March 14, 2014
Formation of tooth-like structures in the dentin matrix.
In 1889, the American toymaker Charles Martin Crandall patented a then-novel board game called Pigs in Clover. It consisted of a large, circular labyrinth that players held in their hands and carefully tilted in one direction then another as a means to roll a colored marble from the clovered periphery, through a gated maze, and into the pigpen in the middle.
One hundred and twenty-five years and myriad iterations of the game later, generations of children have wiled away the hours seeing who can most often get their red and blue marbles all the way through their hand-held labyrinth. In theory, once two players are familiar with the game and develop comparable muscle memory, the outcome should be a wash. But what if one of the players learns to tilt the ball through a quicker alternative route? He could end up getting more balls in the target.
That roughly corresponds with one of the proposed scenarios when tissue-forming cells make a large, inactive precursor protein called dentin sialophosphoprotein (DSPP) within the tooth germ. The DSPP gets broken down into smaller, biologically active proteins called DPP and DSP. Like the marbles in the game, these two proteins pass through a labyrinth of processing pathways to reach their final destination in a soft extracellular protein matrix that will harden into dentin, the tooth’s mineralized core. Given their shared lineage, DPP and DSP should make it to their target in a one-to-one ratio. But DPP accounts for half of the non-collagenous protein in the dentin matrix, while DSP represents just 5 percent.
A possible explanation is DPP might be processed differently, allowing it to travel an alternate pathway out of the cell and into the extracellular matrix. Now in the February issue of the Journal of Dental Research, a team of NIDCR-supported scientists provides the first evidence that this is the case. They show that DPP is encoded in a region of the DSPP gene transcript, or mRNA, that contains a coding element called an internal ribosomal entry site, or IRES. A ribosome is the cellular organelle where proteins are synthesized, and an IRES helps to generate a signal within the ribosome for translation of the mRNA to begin in the middle, like starting to read the alphabet at the letter J instead of A.
This finding raised an interesting possibility. If conditions within a cell impair the normal cap-dependent translation of proteins that begins at the letter A, the alternate IRES-mediated signal would allow DPP to continue to be expressed.

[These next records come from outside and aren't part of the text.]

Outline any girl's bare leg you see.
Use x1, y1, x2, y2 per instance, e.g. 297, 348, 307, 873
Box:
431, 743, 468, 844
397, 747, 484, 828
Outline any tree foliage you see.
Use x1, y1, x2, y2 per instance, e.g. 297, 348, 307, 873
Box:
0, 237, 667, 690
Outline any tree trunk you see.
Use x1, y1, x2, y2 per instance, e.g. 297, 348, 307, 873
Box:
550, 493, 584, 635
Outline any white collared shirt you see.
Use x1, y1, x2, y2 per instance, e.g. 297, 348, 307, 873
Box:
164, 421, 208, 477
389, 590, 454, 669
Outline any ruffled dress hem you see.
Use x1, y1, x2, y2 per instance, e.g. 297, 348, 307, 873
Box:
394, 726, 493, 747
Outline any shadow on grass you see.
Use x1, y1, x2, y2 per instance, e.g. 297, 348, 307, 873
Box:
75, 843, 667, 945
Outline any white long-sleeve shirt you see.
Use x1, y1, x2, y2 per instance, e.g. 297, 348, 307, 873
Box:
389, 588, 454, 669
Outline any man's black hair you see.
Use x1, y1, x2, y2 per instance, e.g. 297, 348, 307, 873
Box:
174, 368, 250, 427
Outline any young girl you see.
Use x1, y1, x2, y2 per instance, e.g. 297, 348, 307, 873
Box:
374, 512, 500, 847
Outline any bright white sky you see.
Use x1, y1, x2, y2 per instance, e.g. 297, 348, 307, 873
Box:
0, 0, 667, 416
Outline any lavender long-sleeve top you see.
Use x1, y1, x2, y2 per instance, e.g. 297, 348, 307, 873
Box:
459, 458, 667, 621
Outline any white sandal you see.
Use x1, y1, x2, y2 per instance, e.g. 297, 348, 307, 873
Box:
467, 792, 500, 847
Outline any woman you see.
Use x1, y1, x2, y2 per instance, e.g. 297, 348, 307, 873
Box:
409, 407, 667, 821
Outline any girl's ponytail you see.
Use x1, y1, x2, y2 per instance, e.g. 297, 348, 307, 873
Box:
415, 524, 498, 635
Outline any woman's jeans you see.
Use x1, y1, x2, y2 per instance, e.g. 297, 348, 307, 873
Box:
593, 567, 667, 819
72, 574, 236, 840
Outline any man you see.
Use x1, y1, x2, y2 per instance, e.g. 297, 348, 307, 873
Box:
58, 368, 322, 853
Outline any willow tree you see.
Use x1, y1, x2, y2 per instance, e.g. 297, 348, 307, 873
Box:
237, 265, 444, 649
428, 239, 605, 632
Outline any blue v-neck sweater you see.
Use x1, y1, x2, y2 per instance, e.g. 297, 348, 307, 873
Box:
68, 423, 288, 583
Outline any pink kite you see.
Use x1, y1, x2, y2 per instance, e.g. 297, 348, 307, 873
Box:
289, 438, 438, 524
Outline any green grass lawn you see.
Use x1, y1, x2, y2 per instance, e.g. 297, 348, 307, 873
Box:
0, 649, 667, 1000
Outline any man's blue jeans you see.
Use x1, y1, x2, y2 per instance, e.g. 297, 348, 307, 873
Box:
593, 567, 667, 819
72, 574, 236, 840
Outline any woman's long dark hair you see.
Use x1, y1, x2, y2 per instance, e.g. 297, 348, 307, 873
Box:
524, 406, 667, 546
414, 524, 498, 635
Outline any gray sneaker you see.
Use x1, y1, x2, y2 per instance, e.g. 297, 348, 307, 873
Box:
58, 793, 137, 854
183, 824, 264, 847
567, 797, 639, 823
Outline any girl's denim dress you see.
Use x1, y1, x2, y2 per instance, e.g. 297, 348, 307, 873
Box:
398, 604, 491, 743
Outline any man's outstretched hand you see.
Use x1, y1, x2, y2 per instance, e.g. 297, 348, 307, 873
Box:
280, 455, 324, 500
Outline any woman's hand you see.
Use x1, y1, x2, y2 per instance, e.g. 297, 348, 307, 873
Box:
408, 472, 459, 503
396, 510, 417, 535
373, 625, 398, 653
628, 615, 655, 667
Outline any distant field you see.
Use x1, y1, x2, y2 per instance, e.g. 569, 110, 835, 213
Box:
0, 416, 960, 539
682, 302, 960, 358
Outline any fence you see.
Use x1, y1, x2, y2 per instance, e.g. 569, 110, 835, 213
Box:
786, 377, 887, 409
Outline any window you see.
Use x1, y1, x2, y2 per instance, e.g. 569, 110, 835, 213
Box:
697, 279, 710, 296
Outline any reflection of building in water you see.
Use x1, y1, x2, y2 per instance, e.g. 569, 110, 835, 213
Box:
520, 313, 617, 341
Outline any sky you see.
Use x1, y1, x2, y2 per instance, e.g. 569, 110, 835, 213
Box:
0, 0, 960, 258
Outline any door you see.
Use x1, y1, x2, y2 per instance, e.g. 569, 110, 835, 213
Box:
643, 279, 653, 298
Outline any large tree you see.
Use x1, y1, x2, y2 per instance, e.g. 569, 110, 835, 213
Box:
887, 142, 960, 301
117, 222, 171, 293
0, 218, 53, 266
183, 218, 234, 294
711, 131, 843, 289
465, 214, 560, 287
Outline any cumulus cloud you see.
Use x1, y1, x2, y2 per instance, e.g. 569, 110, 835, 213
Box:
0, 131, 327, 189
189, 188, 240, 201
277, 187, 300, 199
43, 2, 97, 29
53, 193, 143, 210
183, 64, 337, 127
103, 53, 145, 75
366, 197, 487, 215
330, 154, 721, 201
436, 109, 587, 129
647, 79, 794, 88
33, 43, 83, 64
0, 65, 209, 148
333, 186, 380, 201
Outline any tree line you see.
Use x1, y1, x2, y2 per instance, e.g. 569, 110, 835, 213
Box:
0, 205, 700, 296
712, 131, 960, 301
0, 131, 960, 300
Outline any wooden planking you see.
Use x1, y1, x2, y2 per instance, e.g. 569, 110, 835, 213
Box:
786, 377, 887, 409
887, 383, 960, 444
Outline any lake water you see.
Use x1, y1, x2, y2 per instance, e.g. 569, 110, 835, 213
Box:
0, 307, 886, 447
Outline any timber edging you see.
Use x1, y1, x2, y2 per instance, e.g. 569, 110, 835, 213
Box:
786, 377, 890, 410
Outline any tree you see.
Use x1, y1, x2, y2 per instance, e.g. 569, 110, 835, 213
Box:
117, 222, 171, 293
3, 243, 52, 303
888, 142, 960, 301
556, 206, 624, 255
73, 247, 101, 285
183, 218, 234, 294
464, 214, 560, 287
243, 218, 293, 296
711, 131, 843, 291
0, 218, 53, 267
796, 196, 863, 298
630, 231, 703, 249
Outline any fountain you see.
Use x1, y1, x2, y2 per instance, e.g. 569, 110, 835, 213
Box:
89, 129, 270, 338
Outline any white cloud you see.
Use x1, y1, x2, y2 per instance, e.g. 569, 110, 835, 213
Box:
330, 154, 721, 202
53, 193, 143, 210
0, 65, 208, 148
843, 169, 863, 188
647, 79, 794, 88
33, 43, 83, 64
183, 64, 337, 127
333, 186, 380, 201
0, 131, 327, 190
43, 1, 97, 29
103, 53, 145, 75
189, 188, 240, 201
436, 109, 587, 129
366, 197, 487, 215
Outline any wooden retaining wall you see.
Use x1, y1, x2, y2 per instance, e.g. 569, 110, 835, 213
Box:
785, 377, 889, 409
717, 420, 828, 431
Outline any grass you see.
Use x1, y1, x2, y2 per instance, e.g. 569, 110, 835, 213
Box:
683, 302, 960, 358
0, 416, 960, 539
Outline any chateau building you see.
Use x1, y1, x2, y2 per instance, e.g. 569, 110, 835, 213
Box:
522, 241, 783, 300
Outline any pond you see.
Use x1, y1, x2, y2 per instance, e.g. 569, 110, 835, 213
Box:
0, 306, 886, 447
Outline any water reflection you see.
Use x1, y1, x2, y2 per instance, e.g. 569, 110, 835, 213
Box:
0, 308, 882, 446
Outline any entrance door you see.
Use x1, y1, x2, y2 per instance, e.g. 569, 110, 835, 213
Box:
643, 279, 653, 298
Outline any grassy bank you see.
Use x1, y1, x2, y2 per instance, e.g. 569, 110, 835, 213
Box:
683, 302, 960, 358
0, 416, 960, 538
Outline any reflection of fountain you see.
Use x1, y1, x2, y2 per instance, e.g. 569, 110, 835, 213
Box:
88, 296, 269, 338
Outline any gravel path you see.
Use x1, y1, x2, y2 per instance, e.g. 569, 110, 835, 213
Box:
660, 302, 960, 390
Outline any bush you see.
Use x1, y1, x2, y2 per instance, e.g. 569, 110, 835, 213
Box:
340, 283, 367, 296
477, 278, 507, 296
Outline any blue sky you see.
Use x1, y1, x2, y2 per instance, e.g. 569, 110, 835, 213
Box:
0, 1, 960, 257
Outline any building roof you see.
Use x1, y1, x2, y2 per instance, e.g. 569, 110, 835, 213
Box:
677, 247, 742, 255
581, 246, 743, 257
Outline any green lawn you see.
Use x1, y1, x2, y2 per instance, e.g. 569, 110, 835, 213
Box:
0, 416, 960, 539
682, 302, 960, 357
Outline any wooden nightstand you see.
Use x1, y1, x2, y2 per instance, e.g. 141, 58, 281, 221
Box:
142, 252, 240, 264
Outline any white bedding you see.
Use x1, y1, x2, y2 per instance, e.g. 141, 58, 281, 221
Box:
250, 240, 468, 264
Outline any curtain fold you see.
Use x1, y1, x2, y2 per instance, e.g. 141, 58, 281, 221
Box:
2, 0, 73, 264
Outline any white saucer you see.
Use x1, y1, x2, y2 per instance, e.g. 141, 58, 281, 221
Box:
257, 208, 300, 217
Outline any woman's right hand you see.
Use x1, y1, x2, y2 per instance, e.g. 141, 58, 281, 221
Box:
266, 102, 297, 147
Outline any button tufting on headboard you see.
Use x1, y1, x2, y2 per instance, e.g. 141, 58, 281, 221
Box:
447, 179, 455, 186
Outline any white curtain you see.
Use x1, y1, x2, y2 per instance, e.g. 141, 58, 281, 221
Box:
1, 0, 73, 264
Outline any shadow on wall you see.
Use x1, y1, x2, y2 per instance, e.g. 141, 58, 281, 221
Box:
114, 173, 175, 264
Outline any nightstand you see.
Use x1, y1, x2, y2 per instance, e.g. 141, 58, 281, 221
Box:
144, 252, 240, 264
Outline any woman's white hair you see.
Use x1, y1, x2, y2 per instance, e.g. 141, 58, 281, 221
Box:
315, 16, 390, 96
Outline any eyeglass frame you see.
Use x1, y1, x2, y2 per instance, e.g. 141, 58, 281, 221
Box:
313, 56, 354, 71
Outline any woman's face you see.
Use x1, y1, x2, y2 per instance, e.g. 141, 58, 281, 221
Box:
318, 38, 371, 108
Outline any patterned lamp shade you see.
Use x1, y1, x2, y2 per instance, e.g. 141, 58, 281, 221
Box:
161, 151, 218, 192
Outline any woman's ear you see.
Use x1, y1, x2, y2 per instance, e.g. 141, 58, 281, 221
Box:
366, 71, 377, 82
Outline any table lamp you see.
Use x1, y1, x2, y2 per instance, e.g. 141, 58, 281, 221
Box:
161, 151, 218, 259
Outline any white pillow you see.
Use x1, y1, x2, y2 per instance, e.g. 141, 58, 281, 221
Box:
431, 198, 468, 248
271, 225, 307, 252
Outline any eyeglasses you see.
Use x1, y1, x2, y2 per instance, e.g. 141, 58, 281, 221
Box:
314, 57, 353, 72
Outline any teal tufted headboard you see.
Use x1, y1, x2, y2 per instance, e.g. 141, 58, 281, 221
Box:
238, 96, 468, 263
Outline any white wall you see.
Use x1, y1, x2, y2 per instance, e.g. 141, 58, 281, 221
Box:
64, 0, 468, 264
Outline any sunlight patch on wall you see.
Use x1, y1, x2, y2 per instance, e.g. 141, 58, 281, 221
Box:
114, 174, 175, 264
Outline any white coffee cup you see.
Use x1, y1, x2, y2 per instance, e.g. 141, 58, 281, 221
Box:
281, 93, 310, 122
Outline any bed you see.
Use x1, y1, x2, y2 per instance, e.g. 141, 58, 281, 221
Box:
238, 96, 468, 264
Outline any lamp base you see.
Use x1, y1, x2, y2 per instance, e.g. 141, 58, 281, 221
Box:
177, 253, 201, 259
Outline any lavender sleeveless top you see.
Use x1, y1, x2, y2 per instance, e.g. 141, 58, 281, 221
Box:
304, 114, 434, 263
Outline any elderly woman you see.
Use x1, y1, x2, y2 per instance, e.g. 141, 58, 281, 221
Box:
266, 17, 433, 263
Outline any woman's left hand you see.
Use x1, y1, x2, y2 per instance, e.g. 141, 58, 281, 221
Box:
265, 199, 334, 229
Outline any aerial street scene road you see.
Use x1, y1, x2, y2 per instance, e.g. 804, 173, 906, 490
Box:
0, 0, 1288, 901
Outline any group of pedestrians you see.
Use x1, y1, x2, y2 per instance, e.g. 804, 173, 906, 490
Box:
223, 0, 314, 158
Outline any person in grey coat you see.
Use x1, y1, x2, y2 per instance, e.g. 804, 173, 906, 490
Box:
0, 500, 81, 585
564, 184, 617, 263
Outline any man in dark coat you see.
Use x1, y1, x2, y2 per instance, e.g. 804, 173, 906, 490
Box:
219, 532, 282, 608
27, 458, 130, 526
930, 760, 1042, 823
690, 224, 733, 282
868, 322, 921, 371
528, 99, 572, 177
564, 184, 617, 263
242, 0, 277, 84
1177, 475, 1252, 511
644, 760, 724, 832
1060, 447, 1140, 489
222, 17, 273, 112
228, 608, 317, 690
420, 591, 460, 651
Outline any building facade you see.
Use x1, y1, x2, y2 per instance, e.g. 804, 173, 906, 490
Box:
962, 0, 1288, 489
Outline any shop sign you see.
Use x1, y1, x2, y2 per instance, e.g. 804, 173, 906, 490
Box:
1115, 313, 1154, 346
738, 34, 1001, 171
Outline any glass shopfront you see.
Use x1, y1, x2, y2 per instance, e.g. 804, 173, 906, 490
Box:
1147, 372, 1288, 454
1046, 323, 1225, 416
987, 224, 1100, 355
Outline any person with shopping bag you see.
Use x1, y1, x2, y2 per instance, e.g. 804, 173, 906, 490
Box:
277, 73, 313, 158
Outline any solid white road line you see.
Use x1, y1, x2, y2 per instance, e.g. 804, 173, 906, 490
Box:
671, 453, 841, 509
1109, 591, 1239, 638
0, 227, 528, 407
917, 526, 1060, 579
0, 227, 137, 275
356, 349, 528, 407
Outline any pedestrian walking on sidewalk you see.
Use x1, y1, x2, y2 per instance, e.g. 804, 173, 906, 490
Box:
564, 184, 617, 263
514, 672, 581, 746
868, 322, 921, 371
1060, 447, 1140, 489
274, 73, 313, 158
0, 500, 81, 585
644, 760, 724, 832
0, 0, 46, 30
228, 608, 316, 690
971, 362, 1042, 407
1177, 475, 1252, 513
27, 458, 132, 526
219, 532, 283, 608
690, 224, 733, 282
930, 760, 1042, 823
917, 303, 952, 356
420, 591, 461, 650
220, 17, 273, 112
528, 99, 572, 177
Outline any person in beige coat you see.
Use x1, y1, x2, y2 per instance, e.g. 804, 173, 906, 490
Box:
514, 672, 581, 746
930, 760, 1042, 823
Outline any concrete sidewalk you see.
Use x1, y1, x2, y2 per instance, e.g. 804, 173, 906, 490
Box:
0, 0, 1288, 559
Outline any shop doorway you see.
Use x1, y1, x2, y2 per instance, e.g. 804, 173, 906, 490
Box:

But how then would the alternately expressed DPP exit the ribosome and cell? To get the answer, the scientists first confirmed in culture previous reports that, after assembly in the ribosome, DPP and DSP do indeed exist separately within the cell. They then made another key discovery. When translated via the IRES element, DPP lacks a short sorting sequence called a signal peptide that, like a barcode, helps to route newly synthesized proteins into the correct pathway for secretion out of the cell. Instead DPP is conveyed to the cell membrane aboard a bubble-like vesicle called an exosome. Given all of the above, the authors concluded that the alternate IRES translation mechanism could help to explain the disproportionate levels of DPP and DSP in the dentin matrix, information that could be helpful in understanding why some people have teeth with poorly formed dentin. More research, however, will be needed to sort out the details.
- The paper is titled “DSPP Contains an IRES Element Responsible for the Translation of Dentin Phosphophoryn.” It is published in the February issue of the Journal of Dental Research. The authors are Y. Zhang, Y. Song, S. Ravindran, Q. Gao, C.C. Huang, A. Ramachandran, A. Kulkarni, and A. George.
 In the name of accuracy, DSPP precursor also yields a third protein, known by the acronym DGP. Little has been published on DGP, and most discussions of DSPP center on DPP and DSP. Thus, the omission.